Sounds crazy doesn’t it? But that’s exactly what is being accomplished in this year’s US Department of Energy’s Solar Decathlon 2011.
The Solar Decathlon which originated in 2002, occurs over a two year period and challenges collegiate teams to design and build houses that operate on solar power.
They must be attractive, cost effective, and most certainly, energy efficient and affordable.
Twenty teams from around the world, including the US, Belgium, China, and New Zealand are participating, creating a competition that is diverse both geographically and academically.
One of the most unique projects ever conceived will be presented by the University of Maryland this year. They call it the Watershed house and its design incorporates the use of a mini eco-system that captures and fully utilizes the energy from the sun, wind, rain, and even the household waste that contains valuable energy and nutritional resources. Also included in it’s design is an edible wall, although not a support wall I’m sure.
The house is laid out with two rectangular sections that are parallel to each other with the two outside opposing walls built higher which creates a roof that looks somewhat like a butterfly. The roof is designed for maximum sunlight and rainwater capture.
The structure itself is actually quite attractive and features:
– A roof top array of photovoltaic solar panels;
– The latest “smart” technologies to control ventilation, humidity, temperature, and light;
– An edible wall connected with a beautiful garden;
– Modern building materials that are pleasant to the eye.
Amy Gardner, an associate professor of architecture at the University of Maryland says: “Our goal for Watershed is to produce an eco-system whose efficiency comes from the interconnectedness of building, site, and the people who inhabit them”. รับสร้างบ้าน
This is the fourth time a Maryland team has made it to the finals. In 2002, they took fourth place with a residentially designed house that demonstrated the practicality of using solar energy. The team improved on their solar house project in 2005 and received the People’s Choice Award, the BP Solar Innovation Award, and a Safety Award honorable mention. In the 2007 competition, their LEAFHouse was the best in the US and placed second overall, winning the People’s Choice Award. They also gained some industry recognition as they received the ASHRAE (American Society of Heating, Refrigeration, and Air-Conditioning Engineers) award for “Integration for Renewables for Sustainable Living” and the NAHB (National Association of Home Builders) Marketing Curb Appeal First Place Award.
Students can focus their attention and sharpen their skills by taking courses offered in Architecture, Agriculture, and Engineering by UM beginning in the fall 2009 and concluding in the fall 2011. There are plenty of extracurricular activities where volunteers can help also.

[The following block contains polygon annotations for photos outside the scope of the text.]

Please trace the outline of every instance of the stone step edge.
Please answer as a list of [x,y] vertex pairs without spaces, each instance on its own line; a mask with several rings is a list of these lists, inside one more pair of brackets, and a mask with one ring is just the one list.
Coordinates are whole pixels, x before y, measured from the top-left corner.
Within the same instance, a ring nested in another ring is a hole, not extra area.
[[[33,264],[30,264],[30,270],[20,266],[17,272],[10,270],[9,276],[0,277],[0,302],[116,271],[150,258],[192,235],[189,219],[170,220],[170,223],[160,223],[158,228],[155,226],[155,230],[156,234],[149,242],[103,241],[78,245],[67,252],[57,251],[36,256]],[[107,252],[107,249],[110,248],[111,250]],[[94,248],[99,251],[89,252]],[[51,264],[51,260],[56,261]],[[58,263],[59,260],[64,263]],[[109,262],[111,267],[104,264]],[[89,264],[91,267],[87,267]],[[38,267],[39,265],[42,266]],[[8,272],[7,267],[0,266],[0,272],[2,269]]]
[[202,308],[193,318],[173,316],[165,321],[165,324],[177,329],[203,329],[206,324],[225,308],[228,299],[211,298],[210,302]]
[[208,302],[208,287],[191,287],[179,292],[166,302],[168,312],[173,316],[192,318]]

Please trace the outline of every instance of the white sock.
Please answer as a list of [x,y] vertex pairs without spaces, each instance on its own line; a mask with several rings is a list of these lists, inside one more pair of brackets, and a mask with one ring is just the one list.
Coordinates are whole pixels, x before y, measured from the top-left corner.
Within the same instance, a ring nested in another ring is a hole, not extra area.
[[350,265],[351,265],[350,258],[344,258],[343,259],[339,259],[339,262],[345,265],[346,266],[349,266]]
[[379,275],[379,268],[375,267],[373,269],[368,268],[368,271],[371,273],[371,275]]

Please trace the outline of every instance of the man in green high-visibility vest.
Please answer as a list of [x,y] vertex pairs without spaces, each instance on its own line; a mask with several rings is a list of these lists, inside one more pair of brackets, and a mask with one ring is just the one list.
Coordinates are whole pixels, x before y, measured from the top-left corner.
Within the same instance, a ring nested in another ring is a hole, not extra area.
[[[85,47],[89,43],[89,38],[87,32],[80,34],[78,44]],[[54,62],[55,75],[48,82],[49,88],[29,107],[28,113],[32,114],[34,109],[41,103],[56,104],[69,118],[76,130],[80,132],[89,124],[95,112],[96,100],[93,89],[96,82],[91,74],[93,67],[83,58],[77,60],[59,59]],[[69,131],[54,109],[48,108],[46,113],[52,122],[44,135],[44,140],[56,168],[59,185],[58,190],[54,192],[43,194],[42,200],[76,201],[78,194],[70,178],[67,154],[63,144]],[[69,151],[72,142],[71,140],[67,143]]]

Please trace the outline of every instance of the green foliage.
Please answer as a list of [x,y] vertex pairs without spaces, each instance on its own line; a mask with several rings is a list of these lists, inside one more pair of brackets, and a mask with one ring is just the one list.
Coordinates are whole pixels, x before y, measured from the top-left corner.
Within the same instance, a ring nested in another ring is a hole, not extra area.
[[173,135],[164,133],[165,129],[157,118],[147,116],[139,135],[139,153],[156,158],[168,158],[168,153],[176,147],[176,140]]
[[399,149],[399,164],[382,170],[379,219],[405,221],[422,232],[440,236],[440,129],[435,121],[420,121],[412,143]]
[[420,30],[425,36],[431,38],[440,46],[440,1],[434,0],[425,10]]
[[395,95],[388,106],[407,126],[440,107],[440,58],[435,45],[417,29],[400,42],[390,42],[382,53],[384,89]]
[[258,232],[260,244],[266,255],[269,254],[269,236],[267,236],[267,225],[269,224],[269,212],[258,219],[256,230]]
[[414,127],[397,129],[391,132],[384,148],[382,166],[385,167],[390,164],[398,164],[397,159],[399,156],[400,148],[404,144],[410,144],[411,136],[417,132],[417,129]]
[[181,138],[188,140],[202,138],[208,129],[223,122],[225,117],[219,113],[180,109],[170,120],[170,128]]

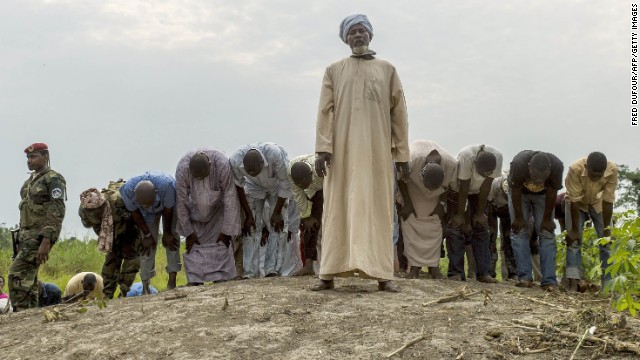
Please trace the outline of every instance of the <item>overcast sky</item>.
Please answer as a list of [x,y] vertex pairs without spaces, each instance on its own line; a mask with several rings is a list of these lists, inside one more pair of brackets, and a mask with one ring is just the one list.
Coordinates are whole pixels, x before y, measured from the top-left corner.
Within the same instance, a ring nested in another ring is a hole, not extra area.
[[367,14],[402,80],[410,140],[453,155],[491,144],[565,168],[599,150],[640,167],[630,126],[627,1],[0,0],[0,223],[18,223],[23,149],[46,142],[78,196],[199,146],[314,150],[320,83],[349,55],[338,25]]

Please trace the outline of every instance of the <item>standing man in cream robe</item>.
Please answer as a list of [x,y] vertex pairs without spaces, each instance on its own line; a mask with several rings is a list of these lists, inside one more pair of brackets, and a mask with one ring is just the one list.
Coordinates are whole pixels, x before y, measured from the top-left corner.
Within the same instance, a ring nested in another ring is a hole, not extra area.
[[393,279],[393,160],[408,175],[408,123],[395,67],[369,49],[365,15],[345,18],[340,38],[351,56],[327,67],[316,124],[316,172],[324,179],[320,282],[335,276],[371,278],[398,292]]
[[440,144],[416,140],[410,147],[409,181],[398,182],[403,206],[402,235],[407,257],[407,278],[417,279],[422,267],[430,277],[442,279],[440,249],[444,222],[444,201],[458,191],[458,162]]

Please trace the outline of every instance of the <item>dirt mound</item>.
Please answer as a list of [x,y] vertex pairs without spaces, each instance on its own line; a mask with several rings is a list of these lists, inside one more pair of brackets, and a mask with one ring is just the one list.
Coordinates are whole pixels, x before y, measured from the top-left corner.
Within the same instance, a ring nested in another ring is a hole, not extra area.
[[392,294],[357,278],[316,293],[315,281],[179,288],[84,313],[58,307],[51,322],[42,309],[9,314],[0,347],[6,359],[384,359],[415,340],[392,358],[540,360],[570,358],[596,326],[576,359],[638,356],[640,322],[593,295],[425,279],[400,279]]

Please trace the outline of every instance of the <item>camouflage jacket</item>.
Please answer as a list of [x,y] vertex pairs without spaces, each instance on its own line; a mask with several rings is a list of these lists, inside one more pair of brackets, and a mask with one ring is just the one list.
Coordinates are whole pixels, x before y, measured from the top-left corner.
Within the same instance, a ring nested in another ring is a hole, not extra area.
[[[120,235],[127,232],[127,227],[137,226],[131,219],[131,212],[127,210],[127,207],[120,197],[120,187],[124,185],[124,181],[111,181],[109,186],[100,191],[104,195],[105,199],[109,202],[111,207],[111,216],[113,217],[113,236],[117,239]],[[102,225],[102,207],[98,209],[85,209],[82,204],[78,209],[78,215],[82,225],[86,228],[93,228],[96,235],[100,234],[100,227]]]
[[32,174],[20,190],[20,236],[41,239],[48,237],[54,244],[60,236],[64,219],[66,181],[57,172],[47,169]]

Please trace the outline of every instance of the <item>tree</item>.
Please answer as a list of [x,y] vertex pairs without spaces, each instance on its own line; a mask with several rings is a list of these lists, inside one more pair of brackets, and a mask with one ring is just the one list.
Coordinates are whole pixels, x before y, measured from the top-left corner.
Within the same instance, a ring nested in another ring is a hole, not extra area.
[[618,191],[616,206],[631,208],[640,214],[640,169],[634,171],[627,165],[618,165]]

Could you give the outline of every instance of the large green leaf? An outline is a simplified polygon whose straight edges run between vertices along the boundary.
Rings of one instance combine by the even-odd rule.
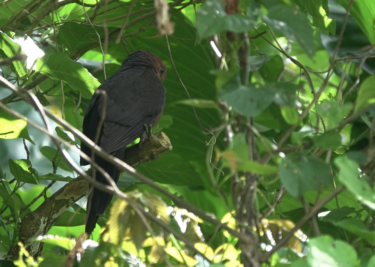
[[[197,30],[201,39],[222,32],[248,32],[257,22],[240,13],[227,14],[221,1],[206,0],[196,14]]]
[[[314,31],[306,14],[298,9],[286,5],[277,5],[262,16],[264,21],[291,40],[297,41],[310,57],[315,53]]]
[[[72,171],[72,169],[69,164],[62,156],[60,152],[50,147],[44,146],[40,149],[40,153],[51,162],[63,170]]]
[[[21,46],[6,34],[0,31],[0,55],[3,58],[11,58],[21,53]],[[24,55],[24,53],[22,53]],[[12,70],[19,77],[27,73],[26,60],[12,60]]]
[[[24,120],[16,118],[3,110],[0,110],[0,138],[24,138],[33,144],[28,135],[27,124]]]
[[[354,267],[358,266],[357,252],[351,246],[328,236],[311,238],[307,256],[310,266]]]
[[[28,159],[9,159],[8,162],[10,173],[18,182],[34,184],[39,183],[38,174],[32,167],[30,160]]]
[[[303,11],[312,17],[312,25],[317,27],[324,34],[334,34],[336,32],[336,22],[329,18],[329,9],[327,0],[293,0]]]
[[[36,62],[36,72],[68,83],[86,98],[90,98],[100,83],[80,63],[74,62],[65,53],[52,53]]]
[[[117,29],[107,27],[106,30],[111,33]],[[60,27],[58,37],[61,44],[65,46],[70,53],[74,53],[80,49],[99,43],[98,34],[103,36],[105,32],[103,27],[69,21]]]
[[[202,184],[199,174],[178,155],[165,153],[155,160],[143,163],[138,171],[154,181],[176,185],[200,185]]]
[[[287,156],[280,163],[279,171],[284,186],[294,196],[321,189],[332,179],[328,165],[320,159],[303,155]]]
[[[346,9],[349,0],[337,0],[337,2]],[[372,44],[375,44],[375,2],[373,1],[353,1],[350,9],[350,14],[358,23],[361,28]]]
[[[354,111],[356,112],[375,103],[375,75],[368,77],[361,84]]]
[[[345,155],[335,159],[334,163],[340,169],[339,179],[348,190],[363,203],[375,209],[374,191],[364,177],[360,177],[358,164]]]

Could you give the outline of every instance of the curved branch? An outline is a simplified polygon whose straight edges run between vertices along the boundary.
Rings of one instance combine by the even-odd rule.
[[[132,166],[142,162],[154,160],[163,153],[172,149],[168,137],[163,132],[149,138],[142,144],[129,148],[123,161]],[[19,241],[27,246],[31,255],[40,251],[42,243],[36,238],[51,228],[58,217],[68,208],[86,195],[88,192],[89,181],[82,176],[74,179],[59,189],[34,211],[22,219],[19,233]],[[82,224],[83,222],[82,222]],[[16,258],[18,246],[12,248],[9,256]]]

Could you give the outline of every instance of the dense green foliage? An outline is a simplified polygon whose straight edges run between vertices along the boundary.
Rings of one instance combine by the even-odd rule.
[[[162,0],[0,3],[0,265],[83,248],[68,266],[375,266],[375,2],[168,4],[167,37]],[[153,130],[173,149],[137,166],[155,183],[124,173],[82,246],[84,201],[36,209],[79,176],[95,89],[144,49],[167,67]],[[54,226],[20,236],[39,215]]]

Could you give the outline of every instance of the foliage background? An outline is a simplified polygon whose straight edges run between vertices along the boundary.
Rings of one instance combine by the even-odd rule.
[[[80,130],[91,95],[129,52],[148,50],[167,67],[166,107],[154,130],[165,132],[173,149],[137,170],[170,195],[124,174],[119,188],[153,218],[146,223],[133,206],[112,202],[99,222],[104,234],[98,226],[93,234],[100,246],[89,245],[78,264],[373,266],[375,3],[170,1],[175,27],[167,39],[156,37],[163,3],[0,3],[3,77]],[[27,50],[36,46],[44,55]],[[45,193],[78,174],[48,135],[31,127],[32,120],[43,125],[39,112],[2,83],[5,255],[17,247],[21,221]],[[76,136],[67,135],[71,129],[56,130],[79,147]],[[84,231],[80,205],[45,233],[53,236],[43,239],[38,262],[27,259],[40,254],[28,258],[21,249],[25,256],[1,264],[61,265]],[[160,218],[169,228],[155,224]]]

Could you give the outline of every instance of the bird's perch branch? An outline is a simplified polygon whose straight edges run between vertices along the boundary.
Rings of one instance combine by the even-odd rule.
[[[154,160],[162,154],[172,149],[168,137],[163,132],[149,138],[142,144],[142,150],[138,144],[129,148],[123,161],[133,167],[142,162]],[[22,219],[19,241],[27,245],[30,255],[36,255],[42,245],[34,241],[39,236],[45,234],[58,217],[67,209],[86,195],[88,190],[88,182],[79,176],[68,183],[35,210],[27,214]],[[82,222],[82,224],[84,222]],[[18,247],[11,249],[9,256],[18,257]]]

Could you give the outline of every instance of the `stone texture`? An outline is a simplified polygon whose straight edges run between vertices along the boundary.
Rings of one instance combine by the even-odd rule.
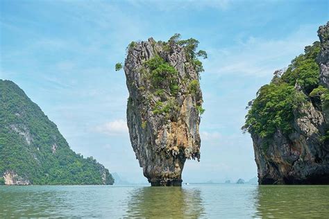
[[[318,33],[321,51],[318,57],[320,82],[328,87],[328,25]],[[298,89],[298,85],[295,88]],[[252,134],[258,182],[268,184],[329,184],[329,146],[321,141],[329,128],[326,112],[310,101],[294,112],[294,132],[289,137],[278,130],[268,150],[262,147],[263,139]]]
[[[183,48],[170,44],[165,49],[152,38],[135,43],[128,50],[124,71],[129,91],[127,123],[130,142],[143,168],[144,175],[152,186],[180,186],[181,174],[187,159],[200,159],[200,117],[196,105],[202,104],[200,88],[189,94],[188,85],[199,81],[199,73],[185,57]],[[149,69],[145,61],[159,55],[178,71],[178,94],[170,94],[169,86],[156,95],[146,76]],[[155,103],[174,103],[168,114],[155,114]]]
[[[318,57],[320,65],[320,83],[329,88],[329,21],[319,28],[318,36],[320,39],[321,50]]]

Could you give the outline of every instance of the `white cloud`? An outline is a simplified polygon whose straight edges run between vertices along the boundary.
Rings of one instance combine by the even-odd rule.
[[[317,40],[317,25],[303,26],[280,40],[250,36],[230,47],[206,49],[205,69],[218,75],[268,76],[285,67],[305,46]]]
[[[219,132],[201,132],[200,133],[201,140],[204,141],[214,141],[221,138],[221,134]]]
[[[117,119],[96,127],[98,132],[108,135],[121,135],[128,133],[127,123],[124,119]]]
[[[172,11],[174,10],[182,9],[201,10],[205,8],[226,10],[233,2],[233,1],[229,0],[129,1],[129,3],[136,8],[151,7],[162,11]]]

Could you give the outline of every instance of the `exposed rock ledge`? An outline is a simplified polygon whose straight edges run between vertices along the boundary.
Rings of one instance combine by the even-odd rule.
[[[200,159],[197,107],[203,100],[199,75],[182,46],[175,43],[167,46],[152,38],[133,43],[124,65],[130,141],[144,175],[152,186],[180,186],[185,160]],[[156,55],[177,71],[175,94],[165,80],[158,88],[152,85],[151,69],[145,62]],[[197,85],[193,92],[189,91],[192,81]]]
[[[329,88],[329,22],[318,31],[321,51],[320,85]],[[263,139],[252,134],[260,184],[329,184],[329,145],[321,140],[329,128],[329,109],[311,103],[294,112],[294,132],[285,137],[278,130],[266,152]],[[300,116],[302,115],[302,116]]]

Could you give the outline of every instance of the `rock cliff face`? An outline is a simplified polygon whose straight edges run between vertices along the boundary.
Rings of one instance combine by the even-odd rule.
[[[128,49],[130,139],[152,186],[181,185],[185,160],[200,159],[201,71],[192,55],[175,40],[150,38]]]
[[[321,41],[319,80],[325,91],[329,88],[328,26],[329,22],[318,31]],[[251,132],[260,184],[329,184],[329,113],[328,102],[323,103],[324,95],[329,93],[328,89],[323,91],[322,103],[317,104],[312,93],[303,91],[298,81],[295,88],[303,92],[307,101],[294,110],[293,131],[287,136],[277,129],[267,150],[263,146],[264,138],[259,133]]]

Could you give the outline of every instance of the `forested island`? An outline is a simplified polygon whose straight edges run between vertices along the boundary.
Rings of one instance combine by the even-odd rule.
[[[258,182],[329,184],[329,22],[249,102]]]
[[[127,123],[131,145],[152,186],[181,186],[187,159],[200,159],[199,41],[175,34],[167,42],[133,42],[124,63],[129,91]],[[116,70],[122,67],[116,65]]]
[[[108,170],[70,149],[38,105],[0,80],[0,184],[112,184]]]

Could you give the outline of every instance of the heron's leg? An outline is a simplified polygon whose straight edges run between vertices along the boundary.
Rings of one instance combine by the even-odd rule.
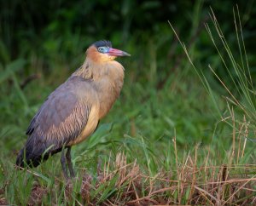
[[[75,177],[75,175],[74,175],[72,162],[71,162],[70,152],[71,152],[71,146],[68,146],[67,153],[66,153],[66,159],[67,159],[68,169],[69,169],[69,172],[70,172],[70,177],[73,178],[73,177]]]
[[[64,176],[65,176],[66,179],[67,179],[68,175],[67,175],[67,165],[66,165],[66,157],[65,157],[65,153],[64,153],[64,148],[61,151],[61,163]]]

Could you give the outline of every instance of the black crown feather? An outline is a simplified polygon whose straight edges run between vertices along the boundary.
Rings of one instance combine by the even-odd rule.
[[[99,47],[112,47],[112,43],[110,41],[101,40],[94,43],[92,45],[95,45],[96,48]]]

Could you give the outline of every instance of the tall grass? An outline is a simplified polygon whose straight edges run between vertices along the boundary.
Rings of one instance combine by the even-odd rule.
[[[196,5],[195,17],[201,7],[200,3]],[[0,203],[256,203],[255,143],[248,144],[248,140],[253,140],[255,129],[255,89],[250,77],[239,13],[234,11],[239,61],[212,11],[210,18],[214,34],[208,24],[207,31],[231,79],[230,83],[224,82],[218,71],[209,66],[226,91],[224,98],[218,95],[208,77],[195,66],[190,50],[171,25],[189,58],[189,62],[181,65],[186,70],[170,77],[166,84],[158,89],[155,75],[159,63],[155,48],[148,43],[147,48],[152,54],[145,65],[150,66],[148,79],[154,83],[135,82],[134,78],[140,79],[138,74],[143,72],[135,74],[125,71],[126,79],[131,81],[126,80],[120,100],[86,143],[73,147],[72,155],[77,177],[68,181],[61,175],[58,155],[37,169],[22,171],[15,169],[16,152],[10,151],[22,146],[20,134],[39,106],[38,102],[50,89],[44,90],[45,84],[37,85],[37,83],[20,89],[15,66],[22,67],[24,63],[10,65],[13,72],[6,77],[12,77],[14,86],[10,88],[14,94],[4,98],[1,105],[12,124],[3,123],[1,130],[4,142],[0,142],[3,148],[0,152]],[[197,25],[195,22],[195,26]],[[220,41],[223,49],[217,41]],[[196,45],[193,49],[196,49]],[[199,79],[184,75],[191,68],[189,62]],[[139,61],[131,63],[136,68],[142,65],[145,66]],[[3,80],[5,83],[6,78]],[[234,86],[230,88],[230,85]],[[6,89],[1,89],[7,93]],[[36,93],[40,93],[39,96]],[[32,106],[28,102],[32,102]],[[217,123],[212,114],[218,117]]]

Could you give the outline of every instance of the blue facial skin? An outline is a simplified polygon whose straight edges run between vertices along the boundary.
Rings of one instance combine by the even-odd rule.
[[[106,54],[109,51],[109,47],[99,47],[98,48],[98,51],[100,53],[103,53],[103,54]]]

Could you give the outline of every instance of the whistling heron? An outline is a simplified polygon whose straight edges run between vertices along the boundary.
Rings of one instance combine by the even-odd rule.
[[[61,152],[65,177],[68,177],[67,164],[70,176],[75,176],[71,146],[96,130],[120,94],[124,67],[114,60],[117,56],[130,54],[113,49],[105,40],[88,48],[82,66],[48,96],[32,119],[28,139],[17,157],[18,166],[37,167],[49,155]]]

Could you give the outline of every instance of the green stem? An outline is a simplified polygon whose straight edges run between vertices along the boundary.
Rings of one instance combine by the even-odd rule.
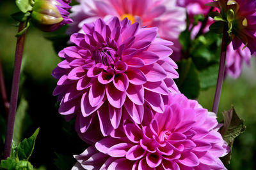
[[[220,61],[219,66],[219,73],[218,75],[217,85],[215,91],[214,100],[212,105],[212,112],[216,114],[218,113],[218,108],[219,107],[219,103],[220,95],[221,93],[222,83],[224,79],[225,73],[225,65],[226,61],[227,46],[228,45],[228,34],[227,32],[228,27],[225,25],[223,29],[222,36],[221,51],[220,53]]]
[[[20,22],[19,31],[22,31],[26,22]],[[20,75],[21,62],[22,59],[23,49],[25,40],[25,33],[19,36],[17,39],[15,58],[14,60],[13,76],[12,85],[11,99],[8,118],[7,122],[6,134],[4,151],[4,159],[10,157],[12,149],[12,137],[13,134],[14,122],[18,101],[19,85]]]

Students come from a variety of fields of study including architecture, architectural landscaping, and environmental science and technology. They are accompanied by a very divers faculty as well. As Gardner puts it: “This year, the project will benefit from the UM tradition of an integrated, inter-generational team, with voices both fresh and seasoned, encompassing a depth and breadth of mentors and students from varied disciplines.”